Japonnnnnnnnnnnnnnnnn
Ce qui m’a choqué, ou plutôt séduit, c’est qu’on m’a présenté Yokaï Watch comme un pokemon like. Mais pas du tout! Je vais m’attirer les foudres des pokémaniaques mais, personnellement, le monde de pokemon me touche autant qu’une promenade à Charleroi. Disons qu’il est coloré, chaleureux, mais finalement peu dépaysant et beaucoup trop générique. Alors, comprenez-moi, quand je lance pour la première fois Yokaï Watch et que je me retrouve dans une petite bourgade japonaise comme on en trouve exactement à l’ouest de Tokyo près du mont Takao, forcément, ça touche. Elle est détaillée, fourmillante de vie, architecturalement impeccable et dans le respect des villes japonaises. Des villes et des grands lieux qui ne sont pas là uniquement pour la fonction. Dans pokémon, une ville vous servira uniquement « à faire le plein » comme une station d’essence. Ici, dans Yokaï Watch, place à l’exploration et à l’aventure avec comme terrain de jeu les villes (50 fois plus grandes que celles de pokémon). On s’amuse du coup à fouiner, à chiner, à flâner et à discuter avec la centaine de passants,…

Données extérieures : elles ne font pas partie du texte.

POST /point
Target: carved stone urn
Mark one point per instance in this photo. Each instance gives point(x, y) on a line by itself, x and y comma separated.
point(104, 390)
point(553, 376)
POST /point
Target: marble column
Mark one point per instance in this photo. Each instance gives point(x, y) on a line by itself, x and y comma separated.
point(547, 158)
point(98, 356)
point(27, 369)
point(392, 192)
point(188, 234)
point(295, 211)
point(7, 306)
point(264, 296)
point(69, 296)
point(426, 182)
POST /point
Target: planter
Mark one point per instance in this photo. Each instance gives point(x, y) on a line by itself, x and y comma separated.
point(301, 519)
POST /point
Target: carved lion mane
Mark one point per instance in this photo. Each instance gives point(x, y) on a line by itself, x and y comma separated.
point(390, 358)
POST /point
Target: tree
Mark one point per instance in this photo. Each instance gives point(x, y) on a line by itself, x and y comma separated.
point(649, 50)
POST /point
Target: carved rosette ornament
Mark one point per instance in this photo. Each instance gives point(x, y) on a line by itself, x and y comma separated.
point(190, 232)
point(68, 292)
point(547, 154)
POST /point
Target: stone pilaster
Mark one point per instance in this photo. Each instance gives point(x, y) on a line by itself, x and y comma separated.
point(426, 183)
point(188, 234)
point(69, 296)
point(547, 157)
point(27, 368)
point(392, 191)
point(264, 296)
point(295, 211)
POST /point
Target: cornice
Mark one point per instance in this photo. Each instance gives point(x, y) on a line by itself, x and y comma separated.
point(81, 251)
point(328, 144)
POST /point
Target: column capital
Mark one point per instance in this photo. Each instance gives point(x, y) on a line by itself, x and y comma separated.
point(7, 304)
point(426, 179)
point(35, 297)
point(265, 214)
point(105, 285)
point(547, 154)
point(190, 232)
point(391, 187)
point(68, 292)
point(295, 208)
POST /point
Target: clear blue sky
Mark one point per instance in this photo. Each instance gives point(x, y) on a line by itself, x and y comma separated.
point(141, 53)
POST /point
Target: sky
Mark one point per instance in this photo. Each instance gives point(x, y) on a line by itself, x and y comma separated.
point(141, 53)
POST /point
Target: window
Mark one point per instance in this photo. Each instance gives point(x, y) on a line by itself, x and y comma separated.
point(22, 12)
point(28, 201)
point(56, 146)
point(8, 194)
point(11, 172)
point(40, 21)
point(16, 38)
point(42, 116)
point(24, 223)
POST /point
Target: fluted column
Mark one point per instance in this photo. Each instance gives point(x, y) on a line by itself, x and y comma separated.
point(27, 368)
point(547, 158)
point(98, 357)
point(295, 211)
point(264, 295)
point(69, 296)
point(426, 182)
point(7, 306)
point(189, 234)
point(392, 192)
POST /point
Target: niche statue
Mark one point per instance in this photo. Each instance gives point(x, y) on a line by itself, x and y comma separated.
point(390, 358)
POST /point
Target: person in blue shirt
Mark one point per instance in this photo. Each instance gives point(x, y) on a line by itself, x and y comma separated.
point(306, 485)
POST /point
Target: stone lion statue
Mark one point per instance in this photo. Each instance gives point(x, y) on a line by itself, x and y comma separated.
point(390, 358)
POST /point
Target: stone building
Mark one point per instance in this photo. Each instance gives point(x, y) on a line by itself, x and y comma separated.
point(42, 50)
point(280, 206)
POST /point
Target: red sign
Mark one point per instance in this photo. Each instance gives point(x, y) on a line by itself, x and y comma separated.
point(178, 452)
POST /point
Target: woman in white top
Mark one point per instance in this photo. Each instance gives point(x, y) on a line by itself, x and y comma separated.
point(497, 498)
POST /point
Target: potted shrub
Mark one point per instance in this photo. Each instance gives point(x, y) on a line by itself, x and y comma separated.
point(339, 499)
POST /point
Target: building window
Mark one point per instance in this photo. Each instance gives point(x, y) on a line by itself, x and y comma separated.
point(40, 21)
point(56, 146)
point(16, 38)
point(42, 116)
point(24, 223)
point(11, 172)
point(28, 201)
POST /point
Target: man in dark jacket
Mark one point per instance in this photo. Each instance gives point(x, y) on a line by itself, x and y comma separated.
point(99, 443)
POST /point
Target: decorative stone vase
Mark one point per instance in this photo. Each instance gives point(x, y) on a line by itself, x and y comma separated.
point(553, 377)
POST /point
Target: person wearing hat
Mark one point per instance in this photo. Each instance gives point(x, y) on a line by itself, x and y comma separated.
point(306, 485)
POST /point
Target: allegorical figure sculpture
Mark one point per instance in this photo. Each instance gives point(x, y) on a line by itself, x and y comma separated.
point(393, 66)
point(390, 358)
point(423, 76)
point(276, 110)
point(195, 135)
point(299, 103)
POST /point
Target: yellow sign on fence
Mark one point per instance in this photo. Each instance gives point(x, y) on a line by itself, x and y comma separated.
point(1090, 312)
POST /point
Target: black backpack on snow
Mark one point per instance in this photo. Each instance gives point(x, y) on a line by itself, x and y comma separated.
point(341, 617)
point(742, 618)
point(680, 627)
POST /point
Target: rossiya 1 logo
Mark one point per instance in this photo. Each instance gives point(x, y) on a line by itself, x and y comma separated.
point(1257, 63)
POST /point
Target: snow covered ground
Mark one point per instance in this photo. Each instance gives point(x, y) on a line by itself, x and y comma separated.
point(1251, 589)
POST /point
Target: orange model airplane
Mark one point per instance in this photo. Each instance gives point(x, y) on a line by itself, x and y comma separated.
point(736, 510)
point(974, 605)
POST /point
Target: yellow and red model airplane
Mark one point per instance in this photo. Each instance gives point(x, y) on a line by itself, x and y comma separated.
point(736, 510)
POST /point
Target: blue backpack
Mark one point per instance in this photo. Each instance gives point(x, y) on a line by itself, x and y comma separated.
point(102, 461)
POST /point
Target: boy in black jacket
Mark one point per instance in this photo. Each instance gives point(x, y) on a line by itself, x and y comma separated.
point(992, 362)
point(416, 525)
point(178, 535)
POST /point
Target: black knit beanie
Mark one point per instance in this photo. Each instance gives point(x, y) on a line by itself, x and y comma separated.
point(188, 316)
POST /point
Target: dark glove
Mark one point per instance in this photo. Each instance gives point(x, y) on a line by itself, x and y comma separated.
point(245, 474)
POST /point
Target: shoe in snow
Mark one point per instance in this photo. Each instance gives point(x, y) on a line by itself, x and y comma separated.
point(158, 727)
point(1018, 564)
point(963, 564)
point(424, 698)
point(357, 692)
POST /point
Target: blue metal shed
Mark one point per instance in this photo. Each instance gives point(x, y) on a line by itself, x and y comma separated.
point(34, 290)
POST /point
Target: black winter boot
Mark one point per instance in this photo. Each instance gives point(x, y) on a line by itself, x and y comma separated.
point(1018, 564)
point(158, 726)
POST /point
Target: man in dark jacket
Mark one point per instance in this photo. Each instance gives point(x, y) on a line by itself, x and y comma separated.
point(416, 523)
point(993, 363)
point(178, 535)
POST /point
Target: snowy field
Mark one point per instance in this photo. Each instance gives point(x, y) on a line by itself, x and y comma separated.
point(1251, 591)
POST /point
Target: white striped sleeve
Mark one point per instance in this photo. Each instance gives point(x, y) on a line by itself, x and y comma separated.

Finalement, Yokaï watch ressemble plus à un action RPG qu’à une ferme capitaliste à monstres ; non sans rappeler un certain Ni No Kuni, lui aussi titre 100% nippon avec beaucoup d’exploration et de monstres issues du folkore japonais
Bon les gars on va adapter les Yokaï pour les enfants de 8 ans ok?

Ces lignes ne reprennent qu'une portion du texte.